Tallinn's history as a city begins in the 12th century with the first mention in an Arab traveller's account. The story is a long series of
occupations and dominations by larger neighbours - Germany, Sweden, Denmark - as the port served the Hanseatic league for the medieval and early modern period. Tallinn was governed under a complex mix of laws - sometimes one part of the city fell under 'Lubeck Law', while another was under its own administration.

The medieval city grew rich as the Hansa laws required that anyone trading through Tallinn had to unload, store and reload, using entirely local draymen and warehouses; it was like a city of brokers and real-estate lawyers, middlemen taking a cut from other people's transactions.
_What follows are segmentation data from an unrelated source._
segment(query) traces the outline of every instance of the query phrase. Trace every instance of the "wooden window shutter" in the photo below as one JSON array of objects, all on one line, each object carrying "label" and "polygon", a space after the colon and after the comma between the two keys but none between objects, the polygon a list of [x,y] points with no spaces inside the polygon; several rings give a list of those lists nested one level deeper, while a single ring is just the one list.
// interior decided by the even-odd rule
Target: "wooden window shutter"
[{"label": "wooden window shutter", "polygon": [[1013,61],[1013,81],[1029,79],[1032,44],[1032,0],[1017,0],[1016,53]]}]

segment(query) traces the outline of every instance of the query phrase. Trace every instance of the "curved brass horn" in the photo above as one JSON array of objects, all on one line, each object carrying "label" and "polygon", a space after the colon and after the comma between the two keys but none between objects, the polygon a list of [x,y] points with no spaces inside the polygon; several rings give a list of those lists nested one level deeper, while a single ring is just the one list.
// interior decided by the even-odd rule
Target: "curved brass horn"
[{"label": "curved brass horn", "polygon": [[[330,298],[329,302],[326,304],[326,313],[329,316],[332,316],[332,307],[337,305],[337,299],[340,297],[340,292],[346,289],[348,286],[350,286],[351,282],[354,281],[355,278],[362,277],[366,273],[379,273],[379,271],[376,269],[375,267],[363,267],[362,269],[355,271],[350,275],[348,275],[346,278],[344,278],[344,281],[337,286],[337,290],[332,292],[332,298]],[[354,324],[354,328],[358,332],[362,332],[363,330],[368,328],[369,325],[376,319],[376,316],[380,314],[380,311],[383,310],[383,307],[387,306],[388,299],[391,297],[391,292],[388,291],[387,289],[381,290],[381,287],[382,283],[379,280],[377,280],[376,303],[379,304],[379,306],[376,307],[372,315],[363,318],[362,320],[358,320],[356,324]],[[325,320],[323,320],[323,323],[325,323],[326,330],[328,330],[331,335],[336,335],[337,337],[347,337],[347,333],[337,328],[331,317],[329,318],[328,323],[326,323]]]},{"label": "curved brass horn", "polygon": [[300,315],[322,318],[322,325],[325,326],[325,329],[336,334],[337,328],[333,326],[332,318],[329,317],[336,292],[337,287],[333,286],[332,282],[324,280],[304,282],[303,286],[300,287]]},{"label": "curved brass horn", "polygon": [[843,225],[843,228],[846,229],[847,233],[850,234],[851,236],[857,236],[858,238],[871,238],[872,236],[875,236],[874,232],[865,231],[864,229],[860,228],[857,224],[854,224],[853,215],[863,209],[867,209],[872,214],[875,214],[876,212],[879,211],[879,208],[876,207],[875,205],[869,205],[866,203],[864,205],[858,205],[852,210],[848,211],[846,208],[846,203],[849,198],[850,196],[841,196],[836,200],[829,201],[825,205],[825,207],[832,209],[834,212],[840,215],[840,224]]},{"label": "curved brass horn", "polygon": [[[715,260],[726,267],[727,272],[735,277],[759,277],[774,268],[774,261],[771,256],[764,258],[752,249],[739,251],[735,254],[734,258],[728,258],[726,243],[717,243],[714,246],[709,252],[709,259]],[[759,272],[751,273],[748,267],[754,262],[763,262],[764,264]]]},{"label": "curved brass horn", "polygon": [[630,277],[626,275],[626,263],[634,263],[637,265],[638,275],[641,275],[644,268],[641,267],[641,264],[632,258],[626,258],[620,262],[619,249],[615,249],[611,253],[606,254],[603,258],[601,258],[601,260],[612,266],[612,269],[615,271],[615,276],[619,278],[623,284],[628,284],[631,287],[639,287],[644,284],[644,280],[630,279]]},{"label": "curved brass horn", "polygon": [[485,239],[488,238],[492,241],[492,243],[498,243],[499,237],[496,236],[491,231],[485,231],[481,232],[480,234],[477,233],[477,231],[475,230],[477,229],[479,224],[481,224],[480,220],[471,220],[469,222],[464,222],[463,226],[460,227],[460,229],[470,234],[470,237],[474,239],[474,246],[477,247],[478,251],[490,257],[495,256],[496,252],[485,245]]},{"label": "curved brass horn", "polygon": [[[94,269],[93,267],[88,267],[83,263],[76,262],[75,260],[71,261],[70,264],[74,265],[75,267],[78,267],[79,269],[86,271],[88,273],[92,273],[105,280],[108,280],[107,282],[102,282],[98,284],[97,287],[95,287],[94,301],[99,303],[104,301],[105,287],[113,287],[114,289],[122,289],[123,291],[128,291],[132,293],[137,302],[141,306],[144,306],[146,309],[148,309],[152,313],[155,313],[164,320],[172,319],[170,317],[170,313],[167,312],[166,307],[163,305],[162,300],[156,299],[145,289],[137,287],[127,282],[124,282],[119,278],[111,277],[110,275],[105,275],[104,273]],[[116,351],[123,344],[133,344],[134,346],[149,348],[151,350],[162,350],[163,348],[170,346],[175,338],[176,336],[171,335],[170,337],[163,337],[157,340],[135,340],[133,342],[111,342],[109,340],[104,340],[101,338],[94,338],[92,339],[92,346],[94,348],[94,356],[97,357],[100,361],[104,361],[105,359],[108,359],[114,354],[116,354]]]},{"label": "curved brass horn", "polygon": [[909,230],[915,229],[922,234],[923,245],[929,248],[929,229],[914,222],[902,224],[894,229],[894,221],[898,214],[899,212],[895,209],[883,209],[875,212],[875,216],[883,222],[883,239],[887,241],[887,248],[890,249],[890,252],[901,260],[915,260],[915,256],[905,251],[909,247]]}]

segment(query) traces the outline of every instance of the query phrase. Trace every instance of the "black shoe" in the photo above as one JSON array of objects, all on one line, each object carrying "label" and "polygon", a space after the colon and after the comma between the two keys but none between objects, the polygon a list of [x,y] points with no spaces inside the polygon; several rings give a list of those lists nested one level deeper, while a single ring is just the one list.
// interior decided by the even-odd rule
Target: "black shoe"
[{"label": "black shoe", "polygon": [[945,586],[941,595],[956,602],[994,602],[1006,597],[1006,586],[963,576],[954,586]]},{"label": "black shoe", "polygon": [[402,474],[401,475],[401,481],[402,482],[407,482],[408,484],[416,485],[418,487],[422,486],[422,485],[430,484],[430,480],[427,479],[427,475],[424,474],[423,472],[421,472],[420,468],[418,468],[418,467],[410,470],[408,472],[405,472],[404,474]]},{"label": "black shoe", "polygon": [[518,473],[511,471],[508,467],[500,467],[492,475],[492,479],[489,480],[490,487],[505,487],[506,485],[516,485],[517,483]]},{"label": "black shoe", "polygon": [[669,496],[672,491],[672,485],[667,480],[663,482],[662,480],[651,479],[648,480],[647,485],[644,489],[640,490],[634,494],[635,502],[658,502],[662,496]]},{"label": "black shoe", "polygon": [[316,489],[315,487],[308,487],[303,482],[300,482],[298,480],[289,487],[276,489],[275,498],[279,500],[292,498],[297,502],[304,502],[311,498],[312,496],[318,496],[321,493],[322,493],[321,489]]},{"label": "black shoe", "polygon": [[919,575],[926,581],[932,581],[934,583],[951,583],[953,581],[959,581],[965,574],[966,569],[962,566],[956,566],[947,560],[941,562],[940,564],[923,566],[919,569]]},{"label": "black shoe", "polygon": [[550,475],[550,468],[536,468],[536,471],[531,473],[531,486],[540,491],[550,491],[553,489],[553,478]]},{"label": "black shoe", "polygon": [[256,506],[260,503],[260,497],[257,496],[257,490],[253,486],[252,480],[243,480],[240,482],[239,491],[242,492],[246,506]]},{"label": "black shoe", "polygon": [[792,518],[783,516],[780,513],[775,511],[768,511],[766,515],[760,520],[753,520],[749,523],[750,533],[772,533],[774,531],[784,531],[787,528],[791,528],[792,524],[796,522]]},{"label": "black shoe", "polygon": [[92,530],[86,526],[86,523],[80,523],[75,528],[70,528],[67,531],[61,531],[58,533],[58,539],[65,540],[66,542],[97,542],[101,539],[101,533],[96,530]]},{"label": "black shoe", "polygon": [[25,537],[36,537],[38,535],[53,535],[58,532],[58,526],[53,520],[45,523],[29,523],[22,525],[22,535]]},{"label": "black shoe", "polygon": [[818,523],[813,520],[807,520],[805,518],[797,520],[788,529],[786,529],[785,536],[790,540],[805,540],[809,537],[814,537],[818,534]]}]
As a nation they grabbed brief periods of independence, such as at the end of the Russian revolution; that lasted til the Nazis marched over the borders in 1940, only to be replaced by Soviet soldiers the next year.  The Estonian museums and histories state clearly: World War II ended in 1991, when the Soviet occupiers of Estonia withdrew.

Right now, Estonia benefits from its tiny currency, the kroon (abbreviated EEK), as western European tourists buy comfortable hotel rooms, meals, drink and souvenirs they wouldn't be able to afford in their own countries. Robert figured that our flight, hotel and food cost us about the same in Estonia as a weekend train and B&B trip to Lincoln in February, when we didn't even leave the UK.

Broadly, Tallinn caters to two types of tourists. Its compact Old Town of cobbled streets, medieval fortifications and rich history appeal to 'cultural' tourists like us. 

And it is lovely: we particularly enjoyed the coffeeshop in the old Town Hall off the central square wonderfully atmospheric. We sat at a tiny wood table and chairs lit by a candle, next to a leaded window set in a thick medieval wall, and sipped 'gluggwein' (mulled wine) a couple of times. 

That the candle was supplemented by very discreet modern lighting, and people sat at other tables tapping laptops was charming, rather than jarring for me. Because it's so compact, the entire Old Town is a Wi-Fi zone: that means that if your laptop is equipped with a wireless modem, you can surf the net from anywhere within the zone.

What I also found charming is that the shops still feature the same local products that made Tallinn rich as a trading city: linen, wool and woollen clothes, amber jewelry, carved wood objects, glass and ceramic. I bought a very cosy wool cardigan with a cat pattern (surprise!) from one of the street vendors - the only drawback is that I'm unlikely to have a chance to wear it much in the UK.

Competing for space in the Old Town are galleries and boutiques featuring artists in all these media; some of them get together in 'guilds' to share rent and space. I particularly liked one shop that specialized in felted hats; the makers began with a square of flat felt, and used old-fashioned hat forms and their own creativity to design a range of flat, cloche and bowler-shaped hats. When did you last see a hatter who makes hats one at a time?

The second type of tourist is the drunken weekend-stag-party variety, drawn by its very cheap liquor and beer, and weekend airfare and hotel packages. This is a big draw to Finns (who pay astonishing high taxes on alcohol at home) who apparently start drinking on the Friday ferry ride to Tallinn, and don't stop til they stagger home on Sunday afternoon. Some hotels won't accept stag groups at all, but evidently they are income for others.

(NB: In Europe, the British generally rule as the obnoxious drunken tourists that everyone loves to hate. The French nickname for the English has changed from the Napoleonic 'les rosbifs' to the modern 'les fuk-offs', thanks to the average English foul-mouthed football fan.)

On May 1st, Estonia will join the EU, along with nine other former 'Soviet' nations like its neighbours Latvia and Lithuania. Of them,
Estonia is consistently described as the 'best prepared' - and the city I saw is clearly open for Western business and tourism. Perhaps their small size, unified culture and their history of trade, negotiation and adapting to change has given them an edge over larger less flexible countries.